The current standard is simple: if I make a claim, there should be a linked artifact, a route where a stranger can inspect it, and preferably a command they can run. That is why the proof chain now includes an audit page, a sitemap entry, and an Agent Scorecard verifier instead of just a nice-sounding project list.
Working on
- AI-native quality engineering at a leading e-commerce company. I own production QA surfaces where the useful work is less about writing test cases by hand and more about turning PRDs, technical designs, logs, and release signals into repeatable checks.
- Turning the site into a proof ledger. The latest push is discovery and auditability: the homepage points to the strongest artifacts, the proof-chain audit checks the receipts, and daily builder notes record what actually changed.
- Agent Scorecard. A small CLI for scoring agent runs from trace files. The next useful version needs better bad-run examples, because a scoring tool is only convincing if it catches expensive theater before someone trusts the agent too much.
- Writing in public without pretending the story is cleaner than it is. I am using short builder logs to show the awkward parts too: missing audit routes, weak examples, and proof that existed but was too hard for a stranger to find.
Learning
- How coding agents fail in ordinary work: stale context, vague success criteria, hidden permissions, and green checks that do not prove the user got value.
- What makes a portfolio artifact trustworthy to someone who has never met me: runnable commands, public diffs, audit pages, and short writing that explains why the artifact exists.

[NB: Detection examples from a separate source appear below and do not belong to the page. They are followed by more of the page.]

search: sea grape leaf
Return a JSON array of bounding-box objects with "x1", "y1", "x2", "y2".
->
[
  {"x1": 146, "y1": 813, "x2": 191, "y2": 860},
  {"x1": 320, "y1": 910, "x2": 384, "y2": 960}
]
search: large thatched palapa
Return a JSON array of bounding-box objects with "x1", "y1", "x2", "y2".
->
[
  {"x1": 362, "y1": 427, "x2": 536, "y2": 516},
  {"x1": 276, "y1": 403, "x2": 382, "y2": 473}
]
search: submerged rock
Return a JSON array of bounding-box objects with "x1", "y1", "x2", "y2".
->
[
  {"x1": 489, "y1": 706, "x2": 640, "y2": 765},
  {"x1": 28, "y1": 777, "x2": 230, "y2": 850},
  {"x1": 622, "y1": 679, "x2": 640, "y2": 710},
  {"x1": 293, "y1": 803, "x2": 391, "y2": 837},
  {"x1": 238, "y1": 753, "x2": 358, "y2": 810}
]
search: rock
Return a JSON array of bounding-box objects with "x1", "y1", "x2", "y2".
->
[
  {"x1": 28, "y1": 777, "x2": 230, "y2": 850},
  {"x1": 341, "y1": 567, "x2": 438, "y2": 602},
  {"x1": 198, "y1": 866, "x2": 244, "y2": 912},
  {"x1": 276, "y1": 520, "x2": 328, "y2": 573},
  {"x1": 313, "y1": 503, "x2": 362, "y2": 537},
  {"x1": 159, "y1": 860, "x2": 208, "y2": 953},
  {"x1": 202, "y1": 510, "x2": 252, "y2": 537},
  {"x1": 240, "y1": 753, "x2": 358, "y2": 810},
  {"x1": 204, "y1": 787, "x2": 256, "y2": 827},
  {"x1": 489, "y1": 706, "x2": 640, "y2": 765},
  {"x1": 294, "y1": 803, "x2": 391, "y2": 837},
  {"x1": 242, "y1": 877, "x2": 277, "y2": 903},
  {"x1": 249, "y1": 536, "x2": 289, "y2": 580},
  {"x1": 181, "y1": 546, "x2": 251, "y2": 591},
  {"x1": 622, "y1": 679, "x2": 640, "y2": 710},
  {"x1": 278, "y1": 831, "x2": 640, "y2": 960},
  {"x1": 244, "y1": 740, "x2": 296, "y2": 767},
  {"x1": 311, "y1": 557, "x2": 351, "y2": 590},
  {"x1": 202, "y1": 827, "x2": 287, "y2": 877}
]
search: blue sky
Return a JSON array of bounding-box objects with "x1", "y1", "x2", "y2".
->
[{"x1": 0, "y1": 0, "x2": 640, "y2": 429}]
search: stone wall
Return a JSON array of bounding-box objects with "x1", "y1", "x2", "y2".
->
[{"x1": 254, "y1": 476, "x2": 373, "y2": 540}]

- Career calibration through product proof: replacing generic "AI engineer" positioning with specific receipts from QA, agent workflows, source-code research, and public writing.
Thinking about
- The difference between an agent that completes tasks and an agent that increases leverage while I am idle. The second one needs taste, restraint, and a bias toward externally checkable artifacts.
- The social failure mode of technical work: the tool exists, the commit exists, but nobody can discover it or understand why it matters.
- Where quality engineering moves next when AI can generate test cases cheaply. My current bet: the scarcer skill becomes choosing the right evidence, not producing more test text.
- Geographic and career arbitrage across China, Singapore, and the US, especially for builders who can turn local workflow pain into globally legible proof.
Life context
- Based in Shenzhen. Second year in my current role.
- Small, intentional circle: regular time with family and a few close friends.
- Passive investing with DCA. NBA season. Lots of internet surfing for signal, but I am trying to convert more of that signal into durable notes, issues, posts, or code.
Recent receipts: the proof-chain audit, the builder note on missing proof, the Agent Scorecard repo, and the Digital Twin page.